Le maïs MON810 est cultivé en Espagne et, dans une petite mesure, au Portugal, à la satisfaction des producteurs et utilisateurs du maïs en aval. Il est particulièrement apprécié pour ses plus grandes garanties d'absence de mycotoxines.
Il est aussi cultivé dans le silence assourdissant des « organisations » anti-OGM, à l'exception peut-être de quelques groupes locaux. C'est que, pour s'opposer à lui, il faut des arguments sérieux, qui résistent aux faits, tels qu'ils sont étalés dans les champs. Alors que, pour les OGM non cultivés dans l'Union Européenne, il suffit d'agiter des épouvantails.

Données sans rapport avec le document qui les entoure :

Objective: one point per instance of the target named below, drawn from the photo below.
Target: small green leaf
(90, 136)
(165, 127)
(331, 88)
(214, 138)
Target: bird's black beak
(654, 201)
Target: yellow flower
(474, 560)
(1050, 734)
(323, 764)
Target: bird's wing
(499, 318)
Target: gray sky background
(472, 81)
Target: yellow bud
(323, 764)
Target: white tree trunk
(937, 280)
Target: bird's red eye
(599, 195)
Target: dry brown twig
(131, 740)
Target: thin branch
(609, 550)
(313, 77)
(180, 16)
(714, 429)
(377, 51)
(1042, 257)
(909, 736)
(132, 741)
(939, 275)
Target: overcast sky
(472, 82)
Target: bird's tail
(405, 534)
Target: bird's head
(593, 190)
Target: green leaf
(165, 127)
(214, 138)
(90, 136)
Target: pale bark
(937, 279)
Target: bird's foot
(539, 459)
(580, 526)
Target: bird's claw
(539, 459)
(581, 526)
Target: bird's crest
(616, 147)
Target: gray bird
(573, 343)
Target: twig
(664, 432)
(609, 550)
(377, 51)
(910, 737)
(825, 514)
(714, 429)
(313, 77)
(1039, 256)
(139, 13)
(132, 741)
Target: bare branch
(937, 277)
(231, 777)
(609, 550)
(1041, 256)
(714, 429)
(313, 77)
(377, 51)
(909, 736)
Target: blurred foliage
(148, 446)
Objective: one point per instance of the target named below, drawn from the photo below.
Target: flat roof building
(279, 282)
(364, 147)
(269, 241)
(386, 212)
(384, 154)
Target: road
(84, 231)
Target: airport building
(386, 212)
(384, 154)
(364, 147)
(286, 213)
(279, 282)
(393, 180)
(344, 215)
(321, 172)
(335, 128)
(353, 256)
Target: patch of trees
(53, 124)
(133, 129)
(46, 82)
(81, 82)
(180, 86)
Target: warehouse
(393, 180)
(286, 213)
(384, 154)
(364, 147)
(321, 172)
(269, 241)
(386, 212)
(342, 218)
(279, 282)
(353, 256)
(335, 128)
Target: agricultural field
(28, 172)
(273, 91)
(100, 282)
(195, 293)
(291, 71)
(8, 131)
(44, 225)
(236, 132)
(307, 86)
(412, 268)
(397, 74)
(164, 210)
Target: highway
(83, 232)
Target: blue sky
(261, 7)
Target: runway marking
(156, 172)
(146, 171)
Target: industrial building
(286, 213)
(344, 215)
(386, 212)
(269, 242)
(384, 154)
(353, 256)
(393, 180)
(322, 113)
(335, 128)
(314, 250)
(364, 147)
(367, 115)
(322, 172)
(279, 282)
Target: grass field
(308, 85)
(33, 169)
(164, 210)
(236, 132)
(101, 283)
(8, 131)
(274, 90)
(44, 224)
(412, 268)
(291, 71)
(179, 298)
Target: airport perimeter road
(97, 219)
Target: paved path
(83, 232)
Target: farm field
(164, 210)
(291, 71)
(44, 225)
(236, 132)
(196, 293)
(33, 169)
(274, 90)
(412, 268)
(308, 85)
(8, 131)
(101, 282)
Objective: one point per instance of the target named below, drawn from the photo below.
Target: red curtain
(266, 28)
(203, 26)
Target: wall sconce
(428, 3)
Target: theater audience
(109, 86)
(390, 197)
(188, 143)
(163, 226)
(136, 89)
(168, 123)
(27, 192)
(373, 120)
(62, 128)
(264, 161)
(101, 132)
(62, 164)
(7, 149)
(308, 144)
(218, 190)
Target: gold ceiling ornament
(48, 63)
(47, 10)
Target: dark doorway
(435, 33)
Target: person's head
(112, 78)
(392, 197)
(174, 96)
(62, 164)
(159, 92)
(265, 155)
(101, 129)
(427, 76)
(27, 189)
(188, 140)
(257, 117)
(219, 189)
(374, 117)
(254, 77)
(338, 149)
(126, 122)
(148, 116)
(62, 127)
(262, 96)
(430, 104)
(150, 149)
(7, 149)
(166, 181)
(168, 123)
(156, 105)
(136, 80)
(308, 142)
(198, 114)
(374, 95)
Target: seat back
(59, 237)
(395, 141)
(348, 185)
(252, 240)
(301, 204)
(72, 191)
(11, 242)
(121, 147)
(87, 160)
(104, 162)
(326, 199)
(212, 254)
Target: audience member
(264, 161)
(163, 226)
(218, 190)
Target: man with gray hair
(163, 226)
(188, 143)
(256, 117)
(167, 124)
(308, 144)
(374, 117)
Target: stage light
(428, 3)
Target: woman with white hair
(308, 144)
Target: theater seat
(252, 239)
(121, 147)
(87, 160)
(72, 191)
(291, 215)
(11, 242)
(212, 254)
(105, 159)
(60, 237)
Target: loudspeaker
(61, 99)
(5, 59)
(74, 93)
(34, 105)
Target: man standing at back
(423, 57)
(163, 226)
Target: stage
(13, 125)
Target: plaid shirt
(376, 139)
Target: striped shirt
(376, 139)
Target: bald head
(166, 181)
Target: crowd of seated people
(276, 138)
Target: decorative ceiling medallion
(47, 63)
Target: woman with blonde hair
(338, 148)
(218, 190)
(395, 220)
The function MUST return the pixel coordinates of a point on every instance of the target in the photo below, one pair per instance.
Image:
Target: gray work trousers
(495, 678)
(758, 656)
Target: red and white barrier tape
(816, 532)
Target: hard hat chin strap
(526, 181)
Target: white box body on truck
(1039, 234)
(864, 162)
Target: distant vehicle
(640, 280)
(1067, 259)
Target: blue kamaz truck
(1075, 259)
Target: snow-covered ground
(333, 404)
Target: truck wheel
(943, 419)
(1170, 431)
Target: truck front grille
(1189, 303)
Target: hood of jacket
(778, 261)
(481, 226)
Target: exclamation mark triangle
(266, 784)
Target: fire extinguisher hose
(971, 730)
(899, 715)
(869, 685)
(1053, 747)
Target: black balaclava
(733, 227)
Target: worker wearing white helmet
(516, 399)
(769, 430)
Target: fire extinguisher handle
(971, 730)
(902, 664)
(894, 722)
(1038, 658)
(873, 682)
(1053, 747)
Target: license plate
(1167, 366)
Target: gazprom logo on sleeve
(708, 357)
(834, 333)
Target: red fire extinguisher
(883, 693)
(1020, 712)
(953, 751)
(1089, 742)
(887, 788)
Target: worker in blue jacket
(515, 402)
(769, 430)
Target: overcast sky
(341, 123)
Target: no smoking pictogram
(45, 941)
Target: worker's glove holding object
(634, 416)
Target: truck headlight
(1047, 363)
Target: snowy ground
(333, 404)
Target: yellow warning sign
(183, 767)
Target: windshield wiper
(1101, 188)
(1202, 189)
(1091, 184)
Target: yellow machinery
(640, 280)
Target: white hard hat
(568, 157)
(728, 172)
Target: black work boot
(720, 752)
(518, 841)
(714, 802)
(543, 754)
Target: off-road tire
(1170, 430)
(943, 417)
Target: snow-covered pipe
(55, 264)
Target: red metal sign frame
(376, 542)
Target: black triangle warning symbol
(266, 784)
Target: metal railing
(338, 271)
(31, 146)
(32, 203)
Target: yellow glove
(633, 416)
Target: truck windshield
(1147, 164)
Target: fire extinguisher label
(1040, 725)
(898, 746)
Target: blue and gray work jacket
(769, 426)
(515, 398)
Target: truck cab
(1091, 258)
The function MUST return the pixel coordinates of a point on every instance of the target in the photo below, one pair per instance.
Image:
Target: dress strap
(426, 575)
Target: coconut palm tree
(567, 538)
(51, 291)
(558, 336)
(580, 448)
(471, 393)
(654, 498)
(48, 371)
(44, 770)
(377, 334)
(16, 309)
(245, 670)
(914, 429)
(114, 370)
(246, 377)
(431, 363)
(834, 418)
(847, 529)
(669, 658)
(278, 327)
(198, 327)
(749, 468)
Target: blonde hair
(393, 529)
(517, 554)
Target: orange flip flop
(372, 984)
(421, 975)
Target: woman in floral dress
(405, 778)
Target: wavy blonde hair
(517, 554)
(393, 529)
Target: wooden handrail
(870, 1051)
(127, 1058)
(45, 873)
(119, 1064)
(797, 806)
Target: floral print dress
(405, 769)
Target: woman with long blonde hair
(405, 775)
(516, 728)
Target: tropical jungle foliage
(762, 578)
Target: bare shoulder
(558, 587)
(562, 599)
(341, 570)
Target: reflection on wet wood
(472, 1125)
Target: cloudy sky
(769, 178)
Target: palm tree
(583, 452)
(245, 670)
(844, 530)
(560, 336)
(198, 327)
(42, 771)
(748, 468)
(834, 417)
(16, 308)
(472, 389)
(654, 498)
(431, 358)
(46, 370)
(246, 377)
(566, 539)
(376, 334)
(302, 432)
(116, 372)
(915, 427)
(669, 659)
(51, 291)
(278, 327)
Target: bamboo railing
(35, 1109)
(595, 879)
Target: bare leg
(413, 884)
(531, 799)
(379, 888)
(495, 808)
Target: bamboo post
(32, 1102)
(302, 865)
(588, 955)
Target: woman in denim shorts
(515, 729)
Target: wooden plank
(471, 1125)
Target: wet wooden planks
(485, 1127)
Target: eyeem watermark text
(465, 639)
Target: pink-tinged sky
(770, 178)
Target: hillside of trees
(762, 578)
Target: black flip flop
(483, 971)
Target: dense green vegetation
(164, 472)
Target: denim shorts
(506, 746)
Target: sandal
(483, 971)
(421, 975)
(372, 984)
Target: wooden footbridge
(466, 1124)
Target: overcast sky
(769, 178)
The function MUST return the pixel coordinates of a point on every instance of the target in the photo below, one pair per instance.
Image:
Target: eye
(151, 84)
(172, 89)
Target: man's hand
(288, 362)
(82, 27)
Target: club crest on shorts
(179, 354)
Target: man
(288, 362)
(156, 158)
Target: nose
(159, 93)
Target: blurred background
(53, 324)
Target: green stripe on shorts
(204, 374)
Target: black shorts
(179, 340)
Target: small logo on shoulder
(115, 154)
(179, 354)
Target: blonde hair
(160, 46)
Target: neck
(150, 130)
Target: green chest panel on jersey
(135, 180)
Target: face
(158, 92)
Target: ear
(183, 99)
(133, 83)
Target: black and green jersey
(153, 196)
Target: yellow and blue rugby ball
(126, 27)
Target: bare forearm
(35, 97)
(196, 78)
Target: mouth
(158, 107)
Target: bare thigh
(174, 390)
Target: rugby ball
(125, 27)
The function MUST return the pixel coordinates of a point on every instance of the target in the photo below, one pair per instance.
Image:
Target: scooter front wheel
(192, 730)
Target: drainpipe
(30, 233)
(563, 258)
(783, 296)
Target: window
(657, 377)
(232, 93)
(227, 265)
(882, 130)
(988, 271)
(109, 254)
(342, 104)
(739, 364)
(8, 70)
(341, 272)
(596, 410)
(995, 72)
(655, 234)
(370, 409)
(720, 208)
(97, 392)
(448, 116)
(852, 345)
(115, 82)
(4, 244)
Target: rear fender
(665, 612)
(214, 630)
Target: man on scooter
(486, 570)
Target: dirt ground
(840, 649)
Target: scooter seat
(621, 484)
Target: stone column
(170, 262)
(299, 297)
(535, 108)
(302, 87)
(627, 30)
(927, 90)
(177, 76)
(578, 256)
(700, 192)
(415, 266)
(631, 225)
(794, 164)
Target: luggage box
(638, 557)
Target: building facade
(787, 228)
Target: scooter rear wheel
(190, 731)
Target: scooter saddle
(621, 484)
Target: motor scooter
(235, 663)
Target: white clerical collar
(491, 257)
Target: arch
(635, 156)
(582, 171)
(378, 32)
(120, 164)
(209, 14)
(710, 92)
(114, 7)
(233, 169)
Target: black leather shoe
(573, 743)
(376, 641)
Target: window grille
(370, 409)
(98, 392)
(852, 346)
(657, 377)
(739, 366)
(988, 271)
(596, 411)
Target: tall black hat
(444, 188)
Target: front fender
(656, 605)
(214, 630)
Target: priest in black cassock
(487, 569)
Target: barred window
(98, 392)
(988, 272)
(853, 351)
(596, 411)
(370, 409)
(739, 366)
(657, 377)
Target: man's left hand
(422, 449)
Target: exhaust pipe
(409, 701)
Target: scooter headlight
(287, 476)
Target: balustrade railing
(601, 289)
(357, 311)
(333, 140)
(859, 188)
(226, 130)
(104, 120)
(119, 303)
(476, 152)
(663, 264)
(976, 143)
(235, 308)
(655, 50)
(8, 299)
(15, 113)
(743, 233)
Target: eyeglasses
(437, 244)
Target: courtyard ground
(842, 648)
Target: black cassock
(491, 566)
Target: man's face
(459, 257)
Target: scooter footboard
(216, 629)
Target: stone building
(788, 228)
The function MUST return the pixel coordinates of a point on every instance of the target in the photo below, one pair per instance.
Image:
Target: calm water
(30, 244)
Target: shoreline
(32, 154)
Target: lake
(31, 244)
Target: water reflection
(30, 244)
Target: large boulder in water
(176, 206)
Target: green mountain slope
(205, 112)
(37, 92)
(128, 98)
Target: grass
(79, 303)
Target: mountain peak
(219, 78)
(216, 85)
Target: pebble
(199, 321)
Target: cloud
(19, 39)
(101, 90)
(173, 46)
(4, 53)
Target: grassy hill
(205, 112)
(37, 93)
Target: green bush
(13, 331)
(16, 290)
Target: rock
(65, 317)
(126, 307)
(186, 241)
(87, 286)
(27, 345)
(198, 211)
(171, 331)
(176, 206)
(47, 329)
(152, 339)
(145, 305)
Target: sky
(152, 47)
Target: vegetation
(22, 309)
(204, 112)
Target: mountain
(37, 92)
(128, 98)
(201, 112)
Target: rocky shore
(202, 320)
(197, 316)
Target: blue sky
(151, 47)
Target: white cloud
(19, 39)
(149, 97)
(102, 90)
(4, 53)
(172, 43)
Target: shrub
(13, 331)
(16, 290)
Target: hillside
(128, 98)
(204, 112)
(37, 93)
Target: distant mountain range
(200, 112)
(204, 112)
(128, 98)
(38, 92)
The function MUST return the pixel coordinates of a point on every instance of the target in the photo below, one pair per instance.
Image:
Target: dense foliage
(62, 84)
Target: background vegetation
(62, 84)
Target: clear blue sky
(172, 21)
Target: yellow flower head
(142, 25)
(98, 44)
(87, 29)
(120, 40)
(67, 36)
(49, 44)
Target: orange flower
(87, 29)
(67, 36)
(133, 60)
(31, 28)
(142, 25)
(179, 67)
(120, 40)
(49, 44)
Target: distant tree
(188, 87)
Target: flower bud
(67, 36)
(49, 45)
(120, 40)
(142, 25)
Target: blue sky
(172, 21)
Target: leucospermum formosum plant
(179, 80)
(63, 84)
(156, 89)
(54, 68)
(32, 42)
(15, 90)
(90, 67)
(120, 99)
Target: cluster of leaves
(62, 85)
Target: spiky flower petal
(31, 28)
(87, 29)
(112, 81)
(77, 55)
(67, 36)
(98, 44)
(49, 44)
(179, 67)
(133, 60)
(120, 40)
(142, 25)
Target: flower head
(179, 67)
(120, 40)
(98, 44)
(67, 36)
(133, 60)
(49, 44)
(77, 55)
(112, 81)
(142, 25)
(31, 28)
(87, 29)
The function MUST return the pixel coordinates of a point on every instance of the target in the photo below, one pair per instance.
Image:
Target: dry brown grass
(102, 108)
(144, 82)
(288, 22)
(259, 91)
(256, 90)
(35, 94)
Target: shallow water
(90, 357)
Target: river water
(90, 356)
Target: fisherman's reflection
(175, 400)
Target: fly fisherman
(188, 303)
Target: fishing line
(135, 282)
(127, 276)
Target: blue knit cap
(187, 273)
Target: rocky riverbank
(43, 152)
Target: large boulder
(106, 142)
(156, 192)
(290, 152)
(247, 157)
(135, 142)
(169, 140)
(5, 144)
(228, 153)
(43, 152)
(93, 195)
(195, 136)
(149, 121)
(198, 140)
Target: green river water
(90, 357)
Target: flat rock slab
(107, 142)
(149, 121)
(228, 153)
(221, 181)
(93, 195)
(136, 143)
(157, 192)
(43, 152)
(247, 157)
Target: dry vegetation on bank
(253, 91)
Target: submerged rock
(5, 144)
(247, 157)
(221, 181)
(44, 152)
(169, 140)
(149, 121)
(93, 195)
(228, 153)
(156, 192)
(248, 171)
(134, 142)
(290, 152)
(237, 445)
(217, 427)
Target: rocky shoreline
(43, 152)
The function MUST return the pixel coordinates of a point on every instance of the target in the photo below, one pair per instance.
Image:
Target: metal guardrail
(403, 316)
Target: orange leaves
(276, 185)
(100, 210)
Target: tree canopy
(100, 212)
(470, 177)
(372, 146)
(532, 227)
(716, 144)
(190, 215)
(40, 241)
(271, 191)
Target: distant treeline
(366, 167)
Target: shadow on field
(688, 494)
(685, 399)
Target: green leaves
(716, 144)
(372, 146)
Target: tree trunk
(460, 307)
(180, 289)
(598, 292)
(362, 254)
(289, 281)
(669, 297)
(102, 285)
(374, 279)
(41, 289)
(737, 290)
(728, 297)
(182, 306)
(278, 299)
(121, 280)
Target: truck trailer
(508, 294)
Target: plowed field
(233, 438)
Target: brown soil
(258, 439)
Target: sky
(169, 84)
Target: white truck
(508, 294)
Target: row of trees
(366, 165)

Que nous montre cette étude très détaillée : que l'Union Européenne se prive – prive ses agriculteurs – d'un outil de gestion de certains parasites très efficace et bénéfique pour l'environnement.
Et, pendant ce temps, les stratèges de bureau concoctent des stratégies comme « de la ferme à la table » prévoyant une réduction de 50 % de l'usage des produits phytosanitaires.